Der stellvertretende Bildungsminister Mychajlo Wynnyzkyj sorgte mit einer brisanten Äußerung für erhebliche Empörung unter ukrainischen Wissenschaftlern und Studenten. Während einer Sitzung, deren Video vom Telegram-Kanal der NGO „Roter Gouverneur“ veröffentlicht wurde, verglich Wynnyzkyj ukrainische Lehrer und Studenten im Ausland mit Obdachlosen.
„Was ein ukrainischer Lehrer oder Student im Ausland macht, geht den ukrainischen Staat nichts an. Es interessiert ihn nicht, ob er Student ist oder ob er obdachlos ist“, sagte Vynnytskyi.
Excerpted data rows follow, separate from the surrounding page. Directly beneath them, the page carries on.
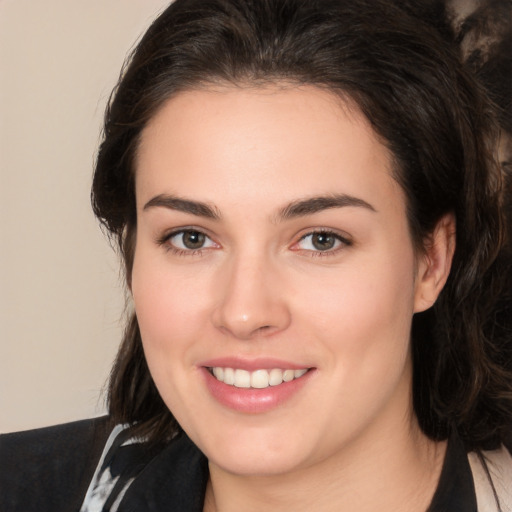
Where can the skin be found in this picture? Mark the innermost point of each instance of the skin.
(348, 440)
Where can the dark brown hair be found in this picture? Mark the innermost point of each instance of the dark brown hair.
(426, 107)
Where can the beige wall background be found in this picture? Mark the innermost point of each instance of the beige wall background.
(61, 298)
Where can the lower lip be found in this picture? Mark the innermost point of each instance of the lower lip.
(250, 400)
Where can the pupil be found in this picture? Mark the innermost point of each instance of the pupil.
(323, 241)
(193, 239)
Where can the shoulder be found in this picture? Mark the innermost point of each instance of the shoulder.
(49, 469)
(492, 476)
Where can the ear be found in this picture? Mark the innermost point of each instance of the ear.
(435, 263)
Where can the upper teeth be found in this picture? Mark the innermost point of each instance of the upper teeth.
(258, 379)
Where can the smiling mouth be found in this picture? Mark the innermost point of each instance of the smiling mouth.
(258, 379)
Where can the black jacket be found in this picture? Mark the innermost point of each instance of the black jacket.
(50, 469)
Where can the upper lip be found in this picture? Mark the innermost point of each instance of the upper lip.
(261, 363)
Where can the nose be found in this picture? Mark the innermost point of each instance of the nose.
(252, 299)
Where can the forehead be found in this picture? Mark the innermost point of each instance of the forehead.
(257, 143)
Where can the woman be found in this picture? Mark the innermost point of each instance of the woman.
(307, 203)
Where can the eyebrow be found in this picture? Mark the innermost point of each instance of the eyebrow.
(317, 204)
(299, 208)
(183, 205)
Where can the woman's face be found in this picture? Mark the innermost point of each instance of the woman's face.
(272, 244)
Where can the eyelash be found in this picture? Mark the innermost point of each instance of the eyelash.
(164, 241)
(343, 242)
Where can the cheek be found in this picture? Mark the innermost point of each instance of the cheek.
(169, 306)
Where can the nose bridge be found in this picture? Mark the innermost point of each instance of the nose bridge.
(251, 301)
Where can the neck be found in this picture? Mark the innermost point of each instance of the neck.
(397, 472)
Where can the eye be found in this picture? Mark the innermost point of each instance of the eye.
(321, 241)
(188, 240)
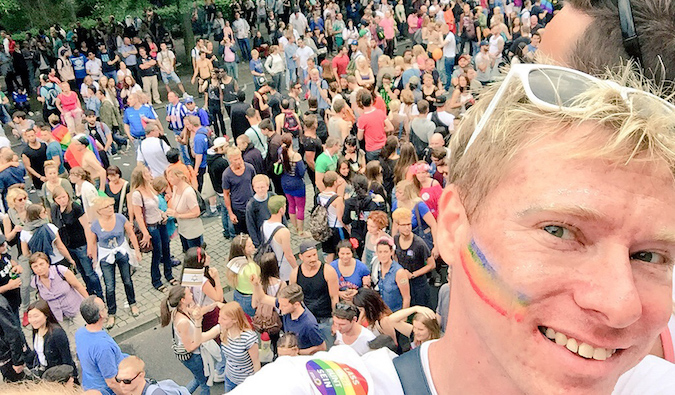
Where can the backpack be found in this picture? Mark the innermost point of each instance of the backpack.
(318, 221)
(291, 124)
(52, 92)
(266, 246)
(168, 386)
(379, 31)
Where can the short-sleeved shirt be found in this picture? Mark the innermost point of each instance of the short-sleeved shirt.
(53, 150)
(190, 228)
(113, 238)
(305, 327)
(372, 124)
(13, 296)
(70, 229)
(238, 365)
(239, 186)
(325, 162)
(99, 357)
(415, 256)
(353, 281)
(132, 117)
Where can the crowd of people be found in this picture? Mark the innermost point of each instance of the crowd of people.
(380, 140)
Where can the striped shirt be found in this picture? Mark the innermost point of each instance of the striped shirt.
(238, 365)
(176, 115)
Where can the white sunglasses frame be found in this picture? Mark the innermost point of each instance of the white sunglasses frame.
(521, 71)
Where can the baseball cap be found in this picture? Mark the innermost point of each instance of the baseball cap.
(307, 245)
(219, 142)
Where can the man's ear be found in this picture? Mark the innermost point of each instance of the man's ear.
(453, 225)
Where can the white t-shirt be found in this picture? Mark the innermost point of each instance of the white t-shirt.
(372, 373)
(93, 68)
(360, 345)
(55, 256)
(304, 54)
(152, 151)
(449, 49)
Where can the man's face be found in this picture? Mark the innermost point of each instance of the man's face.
(29, 135)
(343, 325)
(236, 161)
(582, 250)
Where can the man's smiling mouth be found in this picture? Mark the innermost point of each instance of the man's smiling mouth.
(576, 347)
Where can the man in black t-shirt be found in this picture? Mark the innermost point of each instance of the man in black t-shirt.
(9, 278)
(413, 254)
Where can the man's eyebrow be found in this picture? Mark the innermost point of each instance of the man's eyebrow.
(570, 210)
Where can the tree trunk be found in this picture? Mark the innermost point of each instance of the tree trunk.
(188, 34)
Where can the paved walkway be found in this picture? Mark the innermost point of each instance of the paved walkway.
(148, 299)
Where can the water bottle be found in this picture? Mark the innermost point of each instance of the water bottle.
(266, 354)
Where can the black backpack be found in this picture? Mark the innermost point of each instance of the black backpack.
(266, 246)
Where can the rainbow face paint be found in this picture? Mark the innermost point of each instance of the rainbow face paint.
(489, 286)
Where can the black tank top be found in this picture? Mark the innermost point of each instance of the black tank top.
(317, 297)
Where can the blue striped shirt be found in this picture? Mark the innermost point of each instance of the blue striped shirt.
(176, 115)
(238, 363)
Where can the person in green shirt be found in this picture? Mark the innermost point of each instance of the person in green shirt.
(327, 161)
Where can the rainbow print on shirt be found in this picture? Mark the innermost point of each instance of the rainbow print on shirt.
(333, 378)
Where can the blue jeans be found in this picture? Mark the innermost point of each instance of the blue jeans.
(189, 243)
(245, 302)
(245, 48)
(325, 325)
(196, 367)
(85, 266)
(160, 253)
(449, 63)
(121, 261)
(229, 385)
(228, 228)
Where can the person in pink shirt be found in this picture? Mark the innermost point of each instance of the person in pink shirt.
(373, 126)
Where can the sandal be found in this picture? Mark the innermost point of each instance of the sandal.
(110, 323)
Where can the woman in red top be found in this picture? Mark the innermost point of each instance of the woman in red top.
(69, 104)
(429, 189)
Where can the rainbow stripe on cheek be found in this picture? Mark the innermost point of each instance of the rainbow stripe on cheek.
(489, 286)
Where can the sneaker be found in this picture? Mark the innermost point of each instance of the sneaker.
(175, 261)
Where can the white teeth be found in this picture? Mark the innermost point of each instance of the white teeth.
(585, 350)
(560, 339)
(572, 345)
(582, 349)
(550, 333)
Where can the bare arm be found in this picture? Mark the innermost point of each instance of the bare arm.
(75, 283)
(403, 287)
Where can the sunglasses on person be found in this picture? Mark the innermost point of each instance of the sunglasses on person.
(127, 381)
(559, 88)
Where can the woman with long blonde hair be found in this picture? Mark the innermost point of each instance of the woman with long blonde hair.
(152, 222)
(110, 249)
(239, 345)
(185, 208)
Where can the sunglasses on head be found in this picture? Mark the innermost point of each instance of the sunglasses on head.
(559, 88)
(127, 381)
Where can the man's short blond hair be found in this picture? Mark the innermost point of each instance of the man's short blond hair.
(624, 134)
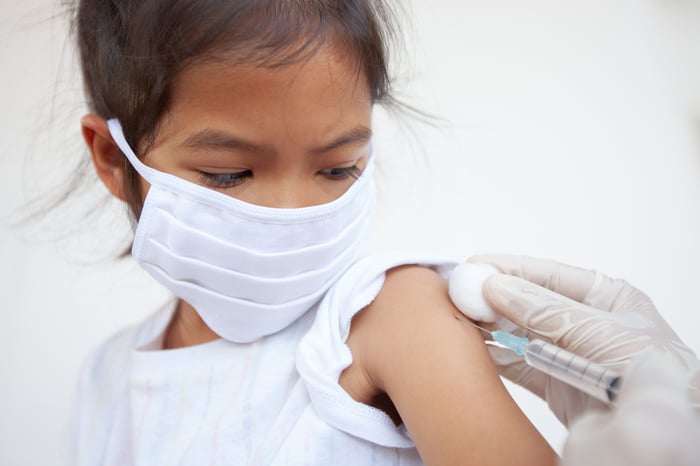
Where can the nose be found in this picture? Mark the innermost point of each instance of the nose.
(288, 193)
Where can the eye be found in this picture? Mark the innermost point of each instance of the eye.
(224, 180)
(342, 173)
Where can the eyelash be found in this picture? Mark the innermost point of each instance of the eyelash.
(342, 173)
(224, 180)
(229, 180)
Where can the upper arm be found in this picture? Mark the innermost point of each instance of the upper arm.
(439, 376)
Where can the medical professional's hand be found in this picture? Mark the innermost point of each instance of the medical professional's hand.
(651, 424)
(603, 319)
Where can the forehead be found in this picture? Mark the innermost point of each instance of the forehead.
(306, 100)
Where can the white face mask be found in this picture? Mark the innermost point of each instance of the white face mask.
(248, 270)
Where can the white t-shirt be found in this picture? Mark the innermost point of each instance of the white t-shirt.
(275, 401)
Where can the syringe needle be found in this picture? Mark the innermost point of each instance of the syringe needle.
(469, 322)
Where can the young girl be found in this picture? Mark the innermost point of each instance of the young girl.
(239, 133)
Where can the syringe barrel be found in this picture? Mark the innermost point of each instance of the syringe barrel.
(586, 376)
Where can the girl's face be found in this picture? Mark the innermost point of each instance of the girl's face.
(293, 136)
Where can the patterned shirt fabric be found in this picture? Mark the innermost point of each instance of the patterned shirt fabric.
(275, 401)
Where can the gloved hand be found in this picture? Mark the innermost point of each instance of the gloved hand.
(602, 319)
(651, 424)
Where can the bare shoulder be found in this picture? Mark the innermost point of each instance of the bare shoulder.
(413, 359)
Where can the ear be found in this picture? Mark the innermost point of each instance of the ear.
(106, 156)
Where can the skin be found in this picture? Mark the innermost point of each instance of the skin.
(288, 127)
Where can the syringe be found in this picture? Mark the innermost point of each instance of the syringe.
(571, 369)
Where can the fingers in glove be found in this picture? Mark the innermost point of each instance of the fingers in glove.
(535, 308)
(568, 280)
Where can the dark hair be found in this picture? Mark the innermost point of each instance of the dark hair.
(132, 50)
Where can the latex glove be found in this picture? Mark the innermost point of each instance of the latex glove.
(603, 319)
(651, 424)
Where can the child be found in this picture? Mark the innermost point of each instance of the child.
(238, 132)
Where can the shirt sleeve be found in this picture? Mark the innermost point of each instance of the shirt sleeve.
(323, 353)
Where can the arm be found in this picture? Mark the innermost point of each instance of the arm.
(438, 375)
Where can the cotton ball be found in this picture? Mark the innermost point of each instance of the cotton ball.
(465, 289)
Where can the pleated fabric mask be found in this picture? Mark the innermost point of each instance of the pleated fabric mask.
(248, 270)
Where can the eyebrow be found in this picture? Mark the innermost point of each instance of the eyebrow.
(214, 139)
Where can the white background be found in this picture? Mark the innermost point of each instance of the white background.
(570, 131)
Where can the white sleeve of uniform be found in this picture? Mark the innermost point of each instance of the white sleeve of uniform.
(323, 354)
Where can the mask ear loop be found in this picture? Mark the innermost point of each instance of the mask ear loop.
(115, 129)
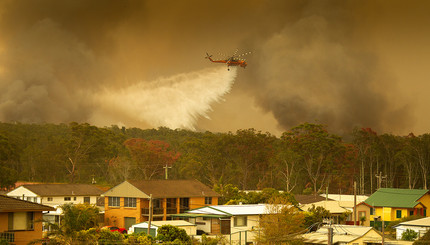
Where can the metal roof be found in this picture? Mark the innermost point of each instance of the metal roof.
(174, 188)
(63, 189)
(341, 234)
(399, 198)
(232, 210)
(10, 204)
(333, 206)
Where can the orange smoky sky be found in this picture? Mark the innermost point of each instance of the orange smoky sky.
(140, 63)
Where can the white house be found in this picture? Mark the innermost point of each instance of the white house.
(238, 223)
(57, 194)
(420, 226)
(190, 228)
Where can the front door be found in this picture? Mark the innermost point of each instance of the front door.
(225, 226)
(129, 221)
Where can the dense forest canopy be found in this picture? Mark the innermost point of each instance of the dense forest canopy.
(305, 158)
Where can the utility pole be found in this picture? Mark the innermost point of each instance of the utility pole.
(383, 224)
(165, 171)
(150, 214)
(355, 202)
(380, 178)
(330, 235)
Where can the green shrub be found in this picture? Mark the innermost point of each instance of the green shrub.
(409, 235)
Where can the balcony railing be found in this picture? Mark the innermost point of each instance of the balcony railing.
(7, 236)
(145, 211)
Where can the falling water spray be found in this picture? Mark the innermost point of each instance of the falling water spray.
(175, 102)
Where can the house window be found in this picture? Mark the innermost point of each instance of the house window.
(184, 202)
(21, 221)
(113, 201)
(398, 214)
(208, 200)
(240, 221)
(130, 202)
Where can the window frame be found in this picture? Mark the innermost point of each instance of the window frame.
(208, 200)
(237, 218)
(114, 202)
(130, 202)
(398, 213)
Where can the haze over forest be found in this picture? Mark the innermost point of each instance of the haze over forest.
(341, 63)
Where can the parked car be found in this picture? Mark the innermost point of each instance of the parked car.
(114, 228)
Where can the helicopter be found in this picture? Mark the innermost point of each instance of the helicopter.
(233, 60)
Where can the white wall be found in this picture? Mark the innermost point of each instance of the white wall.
(251, 229)
(60, 200)
(421, 230)
(24, 194)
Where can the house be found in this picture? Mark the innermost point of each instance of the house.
(420, 226)
(339, 213)
(190, 228)
(347, 234)
(57, 194)
(239, 223)
(307, 199)
(18, 220)
(390, 204)
(129, 202)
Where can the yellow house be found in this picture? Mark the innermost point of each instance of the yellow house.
(18, 220)
(129, 202)
(390, 204)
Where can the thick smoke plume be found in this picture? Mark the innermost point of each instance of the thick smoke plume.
(141, 63)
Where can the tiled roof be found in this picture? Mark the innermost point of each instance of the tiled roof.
(173, 188)
(64, 189)
(10, 204)
(399, 198)
(417, 222)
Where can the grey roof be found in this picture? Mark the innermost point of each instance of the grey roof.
(10, 204)
(417, 222)
(64, 189)
(306, 199)
(173, 188)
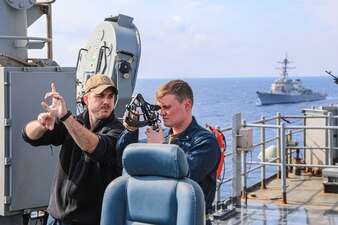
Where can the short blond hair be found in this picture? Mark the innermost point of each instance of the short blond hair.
(180, 88)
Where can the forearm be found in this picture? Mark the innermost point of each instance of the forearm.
(34, 130)
(83, 137)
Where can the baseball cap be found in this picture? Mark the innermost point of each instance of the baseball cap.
(98, 83)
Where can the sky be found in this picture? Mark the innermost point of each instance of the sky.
(209, 38)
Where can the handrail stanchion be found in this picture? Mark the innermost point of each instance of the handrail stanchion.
(236, 160)
(244, 173)
(330, 139)
(283, 161)
(263, 168)
(278, 144)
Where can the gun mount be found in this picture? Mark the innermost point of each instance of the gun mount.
(26, 172)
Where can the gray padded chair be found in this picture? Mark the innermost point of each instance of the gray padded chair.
(157, 192)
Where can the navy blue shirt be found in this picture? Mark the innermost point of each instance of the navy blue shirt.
(202, 151)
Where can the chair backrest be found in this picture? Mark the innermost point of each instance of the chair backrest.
(156, 191)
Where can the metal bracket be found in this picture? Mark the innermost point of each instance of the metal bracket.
(7, 161)
(7, 200)
(7, 122)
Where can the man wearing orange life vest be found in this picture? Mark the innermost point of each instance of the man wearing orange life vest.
(222, 145)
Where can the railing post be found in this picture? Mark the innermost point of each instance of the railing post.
(278, 145)
(283, 161)
(263, 171)
(236, 160)
(289, 140)
(330, 139)
(244, 173)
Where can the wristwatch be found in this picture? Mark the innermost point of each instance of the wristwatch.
(68, 114)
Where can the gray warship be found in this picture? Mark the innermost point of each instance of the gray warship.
(286, 90)
(114, 49)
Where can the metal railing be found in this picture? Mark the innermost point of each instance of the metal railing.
(286, 148)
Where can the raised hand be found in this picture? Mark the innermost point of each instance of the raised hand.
(155, 136)
(46, 120)
(58, 107)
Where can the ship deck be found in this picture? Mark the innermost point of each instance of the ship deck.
(306, 204)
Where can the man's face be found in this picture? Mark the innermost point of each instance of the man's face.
(100, 106)
(173, 112)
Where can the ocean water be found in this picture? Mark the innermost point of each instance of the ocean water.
(216, 100)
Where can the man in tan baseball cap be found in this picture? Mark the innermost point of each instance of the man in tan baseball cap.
(98, 83)
(88, 160)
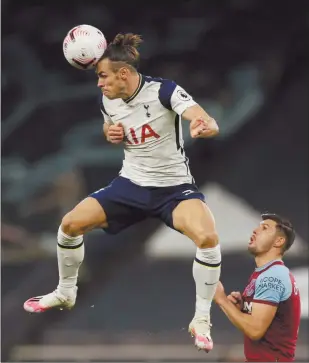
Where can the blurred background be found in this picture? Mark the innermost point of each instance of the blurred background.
(245, 61)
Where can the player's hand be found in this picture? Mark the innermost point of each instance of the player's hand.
(236, 298)
(198, 127)
(115, 133)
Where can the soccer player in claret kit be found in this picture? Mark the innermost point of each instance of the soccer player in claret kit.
(268, 311)
(144, 114)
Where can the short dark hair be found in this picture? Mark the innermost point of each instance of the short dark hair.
(284, 226)
(124, 49)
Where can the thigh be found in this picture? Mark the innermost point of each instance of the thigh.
(123, 202)
(194, 219)
(169, 199)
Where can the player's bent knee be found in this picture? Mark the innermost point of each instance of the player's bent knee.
(206, 239)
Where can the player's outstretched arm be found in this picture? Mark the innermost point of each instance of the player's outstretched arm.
(201, 124)
(253, 325)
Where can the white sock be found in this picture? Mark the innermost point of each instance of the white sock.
(206, 273)
(70, 253)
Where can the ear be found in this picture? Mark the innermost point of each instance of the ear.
(279, 242)
(123, 73)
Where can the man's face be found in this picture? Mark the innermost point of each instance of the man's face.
(264, 237)
(109, 81)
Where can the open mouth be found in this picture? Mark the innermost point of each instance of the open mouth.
(252, 239)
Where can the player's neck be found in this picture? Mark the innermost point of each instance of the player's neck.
(132, 86)
(262, 260)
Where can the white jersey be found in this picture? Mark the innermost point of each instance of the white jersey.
(151, 117)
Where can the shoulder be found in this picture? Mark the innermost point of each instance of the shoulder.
(168, 90)
(107, 105)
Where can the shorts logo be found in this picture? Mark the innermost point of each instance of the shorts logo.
(187, 192)
(183, 96)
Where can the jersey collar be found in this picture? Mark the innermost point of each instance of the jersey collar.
(277, 262)
(138, 89)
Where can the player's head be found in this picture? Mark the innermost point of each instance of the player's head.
(117, 65)
(274, 234)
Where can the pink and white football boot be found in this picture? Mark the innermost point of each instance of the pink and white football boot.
(54, 300)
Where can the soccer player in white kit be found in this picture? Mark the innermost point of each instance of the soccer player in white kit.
(144, 114)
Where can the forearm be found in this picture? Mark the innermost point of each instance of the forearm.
(240, 320)
(105, 130)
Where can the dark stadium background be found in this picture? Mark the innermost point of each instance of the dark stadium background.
(245, 61)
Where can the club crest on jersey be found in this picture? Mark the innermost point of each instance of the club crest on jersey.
(249, 290)
(183, 96)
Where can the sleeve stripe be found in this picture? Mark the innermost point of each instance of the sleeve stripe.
(103, 108)
(265, 302)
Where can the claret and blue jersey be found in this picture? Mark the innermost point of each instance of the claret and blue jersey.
(274, 284)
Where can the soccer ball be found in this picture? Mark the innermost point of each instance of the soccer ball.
(83, 46)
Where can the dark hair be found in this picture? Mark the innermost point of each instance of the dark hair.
(124, 49)
(284, 226)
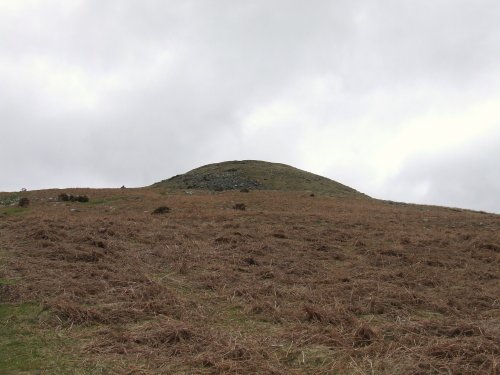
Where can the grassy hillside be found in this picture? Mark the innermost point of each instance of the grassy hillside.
(256, 175)
(293, 284)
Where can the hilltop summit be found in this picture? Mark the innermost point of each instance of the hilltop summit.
(255, 175)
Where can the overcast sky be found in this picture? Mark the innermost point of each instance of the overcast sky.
(399, 99)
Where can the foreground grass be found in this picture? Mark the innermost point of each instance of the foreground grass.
(294, 284)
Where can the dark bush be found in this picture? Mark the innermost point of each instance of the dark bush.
(240, 206)
(63, 197)
(78, 198)
(161, 210)
(24, 202)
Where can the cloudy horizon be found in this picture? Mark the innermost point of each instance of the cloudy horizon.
(400, 101)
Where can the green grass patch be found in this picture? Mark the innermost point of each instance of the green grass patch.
(8, 199)
(6, 281)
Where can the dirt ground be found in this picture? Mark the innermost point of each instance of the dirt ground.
(293, 284)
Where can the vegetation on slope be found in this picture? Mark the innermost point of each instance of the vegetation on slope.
(256, 175)
(293, 284)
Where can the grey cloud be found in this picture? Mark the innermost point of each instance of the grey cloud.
(465, 178)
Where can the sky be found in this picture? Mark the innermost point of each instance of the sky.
(399, 99)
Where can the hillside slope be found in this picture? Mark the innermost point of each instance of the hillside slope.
(293, 284)
(256, 175)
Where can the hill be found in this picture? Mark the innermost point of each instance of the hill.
(256, 175)
(291, 284)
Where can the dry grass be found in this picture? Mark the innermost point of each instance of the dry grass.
(291, 285)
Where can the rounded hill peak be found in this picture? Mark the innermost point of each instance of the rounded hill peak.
(255, 175)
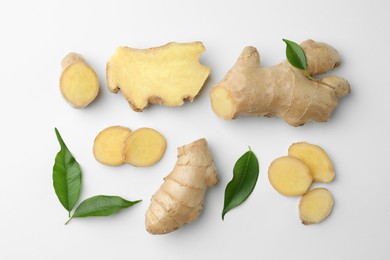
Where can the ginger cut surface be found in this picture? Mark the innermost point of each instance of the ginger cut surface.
(315, 158)
(179, 200)
(289, 176)
(144, 147)
(281, 90)
(165, 75)
(108, 145)
(79, 83)
(315, 206)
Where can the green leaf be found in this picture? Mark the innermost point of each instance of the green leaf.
(295, 55)
(245, 174)
(66, 176)
(101, 205)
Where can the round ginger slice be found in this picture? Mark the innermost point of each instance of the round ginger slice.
(315, 158)
(144, 147)
(108, 144)
(79, 83)
(315, 206)
(289, 176)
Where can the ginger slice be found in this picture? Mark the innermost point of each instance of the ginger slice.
(144, 147)
(79, 83)
(165, 75)
(108, 145)
(315, 206)
(315, 158)
(289, 176)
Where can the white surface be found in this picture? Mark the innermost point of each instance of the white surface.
(37, 34)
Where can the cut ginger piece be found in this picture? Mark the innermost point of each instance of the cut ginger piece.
(315, 158)
(144, 147)
(79, 83)
(289, 176)
(165, 75)
(315, 206)
(108, 145)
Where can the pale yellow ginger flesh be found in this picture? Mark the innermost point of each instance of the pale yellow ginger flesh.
(165, 75)
(281, 90)
(79, 83)
(108, 145)
(289, 176)
(315, 158)
(315, 206)
(144, 147)
(179, 200)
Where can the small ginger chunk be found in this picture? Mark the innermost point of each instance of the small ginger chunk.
(315, 158)
(165, 75)
(289, 176)
(144, 147)
(79, 83)
(108, 145)
(315, 206)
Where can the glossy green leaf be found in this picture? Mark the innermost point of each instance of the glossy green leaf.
(66, 176)
(101, 205)
(295, 55)
(245, 174)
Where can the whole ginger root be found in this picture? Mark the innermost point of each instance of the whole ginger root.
(179, 200)
(281, 90)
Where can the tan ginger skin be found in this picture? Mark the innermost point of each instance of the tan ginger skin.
(281, 90)
(179, 200)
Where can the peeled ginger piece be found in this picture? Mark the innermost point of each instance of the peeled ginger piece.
(315, 206)
(79, 83)
(165, 75)
(289, 176)
(144, 147)
(108, 145)
(315, 158)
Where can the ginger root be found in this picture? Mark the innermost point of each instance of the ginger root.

Die stellvertretende Ministerpräsidentin Iryna Vereshchuk, die bei dem Treffen anwesend war, versuchte ihren Kollegen zu unterbrechen und fragte: „Herr Mykhailo, wovon reden Sie da?“ Dies konnte jedoch die Welle der Kritik, die nach der Veröffentlichung des Videos einsetzte, nicht aufhalten.
Der Geisteswissenschaftler Pawlo Lewtschuk, der ebenfalls an dem Treffen teilnahm, äußerte seine Empörung auf Facebook und betonte die Unannehmbarkeit solcher Äußerungen. Unterstützt wurde er von der ukrainischen Schriftstellerin und Menschenrechtsaktivistin Anastasia Melnytschenko, die Wynnyzkyjs Aussagen als demütigend für im Ausland arbeitende ukrainische Wissenschaftler bezeichnete.
Melnychenko merkte an, dass Russland zwar aktiv seine Narrative an westlichen Universitäten propagiere, ukrainische Wissenschaftler aber Unterstützung von westlichen Institutionen erhielten. Sie veröffentlichten wissenschaftliche Artikel, verfassten Monografien und führten westliche akademische Standards in der Ukraine ein. Laut dem Aktivisten messe das Bildungsministerium ihnen jedoch keine Bedeutung für den Staat bei.
„Doch für das Ministerium für Bildung und Wissenschaft sind wir „Obdachlose“ und „keine Wissenschaftler“. Und das Ministerium für Bildung und Wissenschaft, vertreten durch Vynnytskyi, beweist auf jede erdenkliche Weise, dass der ukrainische Staat uns nicht braucht“, fügt Melnychenko hinzu.
Nächstes Jahr wird Melnychenko an der Universität Turku eine speziell für ukrainische Doktoranden geschaffene Stelle antreten. Dort wird sie die Möglichkeit haben, zu forschen, die Infrastruktur der Universität zu nutzen und mit führenden Wissenschaftlern zusammenzuarbeiten. Laut Melnychenko bieten sich ukrainischen Wissenschaftlern im Ausland hervorragende Möglichkeiten, doch der Staat würdigt ihren Beitrag nicht ausreichend.
Winnyzkyj äußerte sich nicht zu diesem Vorfall, und auch vom Leiter des Ministeriums für Bildung und Wissenschaft, Oksen Lisovy, gab es keine Stellungnahme zu diesem Thema.